Konstantinos Tsilimekis
Hallo Illin,
besten Dank für den Hinweis auf den ich gerne kurz reagieren möchte:
„Soll“ … Gerüchte, Gerüchte … Belegbar ist in dieser Hinsicht nichts, der eigentliche Vorwurf selbst kam erst sehr spät auf. Wo viele überschwängliche Lobeshymnen gesungen werden, kommt meist auch irgendwann eine überbordende Kritik auf. Gerade bei einer Person wie der Albert Schweitzers fehlte und fehlt es oft in beide Richtungen an Sachlichkeit …
Was Schweitzers „kolonialistische Einstellung“ betrifft, so kann zumindest klar aufgezeigt werden, dass er den Kolonialimus an sich nicht gut hieß: „Eine große Schuld lastet auf uns und unserer Kultur.“ U. a. aus diesem Grund entschied er sich, letztlich im Gabun medizinische Hilfe zu leisten. Das heißt zwar noch lange nicht, dass etwa seine durchaus paternalistische Einstellung kritiklos betrachtet werden sollte, doch sind auch hier Differenzierungen nötig und vor allem sämtliche Umstände seines Wirkens zu berücksichtigen.
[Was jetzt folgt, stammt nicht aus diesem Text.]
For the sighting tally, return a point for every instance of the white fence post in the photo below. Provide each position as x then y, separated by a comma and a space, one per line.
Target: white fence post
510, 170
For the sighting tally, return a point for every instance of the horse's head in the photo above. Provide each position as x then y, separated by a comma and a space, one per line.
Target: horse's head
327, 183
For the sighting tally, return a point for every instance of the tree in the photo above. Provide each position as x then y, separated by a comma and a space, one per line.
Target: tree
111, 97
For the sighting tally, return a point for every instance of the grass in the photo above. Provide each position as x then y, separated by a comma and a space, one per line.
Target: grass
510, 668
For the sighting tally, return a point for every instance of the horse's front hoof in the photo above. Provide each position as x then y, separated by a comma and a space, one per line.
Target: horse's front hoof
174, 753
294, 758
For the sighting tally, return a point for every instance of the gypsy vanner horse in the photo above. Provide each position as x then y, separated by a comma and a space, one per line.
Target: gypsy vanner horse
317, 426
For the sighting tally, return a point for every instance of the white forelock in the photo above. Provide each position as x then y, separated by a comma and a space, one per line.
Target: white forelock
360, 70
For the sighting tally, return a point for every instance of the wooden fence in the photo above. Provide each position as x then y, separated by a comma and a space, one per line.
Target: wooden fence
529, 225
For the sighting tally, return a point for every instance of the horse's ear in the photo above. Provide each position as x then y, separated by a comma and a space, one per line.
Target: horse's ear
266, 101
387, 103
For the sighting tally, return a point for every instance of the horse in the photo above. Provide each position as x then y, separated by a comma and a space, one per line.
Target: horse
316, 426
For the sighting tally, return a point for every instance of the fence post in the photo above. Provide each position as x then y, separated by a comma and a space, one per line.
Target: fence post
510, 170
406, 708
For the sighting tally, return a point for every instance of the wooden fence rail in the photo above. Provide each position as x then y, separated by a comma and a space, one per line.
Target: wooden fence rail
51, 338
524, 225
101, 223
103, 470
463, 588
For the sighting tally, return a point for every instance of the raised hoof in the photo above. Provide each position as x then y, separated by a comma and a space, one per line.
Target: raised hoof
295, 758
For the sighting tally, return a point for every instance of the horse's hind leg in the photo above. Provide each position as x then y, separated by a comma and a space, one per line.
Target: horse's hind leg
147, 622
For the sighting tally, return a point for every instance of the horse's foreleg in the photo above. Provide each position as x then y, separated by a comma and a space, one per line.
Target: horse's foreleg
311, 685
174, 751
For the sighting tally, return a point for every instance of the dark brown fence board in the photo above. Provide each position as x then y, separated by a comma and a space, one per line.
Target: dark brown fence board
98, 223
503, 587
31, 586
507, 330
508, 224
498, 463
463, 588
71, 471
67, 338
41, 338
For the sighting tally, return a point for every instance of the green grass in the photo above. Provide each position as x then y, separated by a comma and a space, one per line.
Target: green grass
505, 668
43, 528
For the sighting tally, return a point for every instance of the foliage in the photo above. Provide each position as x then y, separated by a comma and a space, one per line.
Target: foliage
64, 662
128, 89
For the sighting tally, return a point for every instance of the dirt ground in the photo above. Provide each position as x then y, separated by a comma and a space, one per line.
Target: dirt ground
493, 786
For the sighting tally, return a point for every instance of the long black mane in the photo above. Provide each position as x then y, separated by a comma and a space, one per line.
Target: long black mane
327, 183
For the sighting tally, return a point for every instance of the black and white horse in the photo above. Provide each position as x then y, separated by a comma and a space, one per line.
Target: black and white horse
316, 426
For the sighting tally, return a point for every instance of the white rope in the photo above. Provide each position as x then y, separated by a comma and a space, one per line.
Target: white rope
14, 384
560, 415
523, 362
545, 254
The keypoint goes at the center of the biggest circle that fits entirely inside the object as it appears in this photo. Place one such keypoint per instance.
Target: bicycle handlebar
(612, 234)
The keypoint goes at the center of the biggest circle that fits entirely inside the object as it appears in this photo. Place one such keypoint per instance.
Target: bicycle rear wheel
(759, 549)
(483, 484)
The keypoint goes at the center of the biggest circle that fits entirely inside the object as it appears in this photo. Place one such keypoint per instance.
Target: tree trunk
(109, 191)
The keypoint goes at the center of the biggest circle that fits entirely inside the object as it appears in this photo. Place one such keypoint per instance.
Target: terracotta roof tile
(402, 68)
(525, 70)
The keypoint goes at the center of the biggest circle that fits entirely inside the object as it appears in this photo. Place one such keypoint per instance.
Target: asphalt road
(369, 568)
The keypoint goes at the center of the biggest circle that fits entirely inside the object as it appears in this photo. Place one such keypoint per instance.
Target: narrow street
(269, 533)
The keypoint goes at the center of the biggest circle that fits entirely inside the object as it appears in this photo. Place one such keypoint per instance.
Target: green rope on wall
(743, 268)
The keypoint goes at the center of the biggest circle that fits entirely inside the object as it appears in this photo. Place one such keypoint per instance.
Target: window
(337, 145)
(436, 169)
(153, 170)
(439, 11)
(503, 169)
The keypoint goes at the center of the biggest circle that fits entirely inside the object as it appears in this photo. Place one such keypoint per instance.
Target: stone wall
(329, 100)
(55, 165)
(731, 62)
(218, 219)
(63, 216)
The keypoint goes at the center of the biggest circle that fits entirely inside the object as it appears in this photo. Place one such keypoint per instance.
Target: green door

Sicherlich würden wir heute vieles noch ganz anders sehen als Schweitzer und oft auch anders handeln: und das zurecht. In der rückwärtigen Bewertung würde ich jedoch trotz aller möglichen Kritik daran festhalten zu sagen, dass Schweiter doch weit mehr richtig als falsch gemacht hat. Und was noch wichtiger ist:
Beim Rekurs auf Schweitzer (und auch andere) sollte es letztlich weniger um seine Person gehen (als reines Vorbild abgestempelt zu werden, hat er stets selbst kritisch betrachtet) als vielmehr um die Kerngedanken seiner Ethik, die noch heute dazu beitragen können, jedem Leben gegenüber Respekt und Achtung zu empfinden und auch konsequent danach zu handeln. Es liegt an uns, solche Gedanken aufzunehmen und manchmal vlt. ja sogar tatsächlich noch besser umzusetzen als ihre Urheber …
Beste Grüße
Konstantinos Tsilimekis
Illin
Danke für die ausführliche Antwort!
Konstantinos Tsilimekis
Sehr gern. 🙂
Andreas
Im Podcast bezeichnet Daniel den Vegetarismus als weder Fisch noch Fleisch finde ich nicht besonders toll! Was bringt es wenn Veganer Vegetarier belächeln? Man sollte doch auf einer Seite stehen oder?
Daniel Roth
Hi Andreas, vielen Dank für deinen Kommentar und die Anmerkung! Wenn es im Gespräch mit Kosta so rübergekommen ist, als würde ich Vegetarier belächeln oder geringschätzen, dann tut mir das wirklich leid, denn das tue ich auf gar keinen Fall.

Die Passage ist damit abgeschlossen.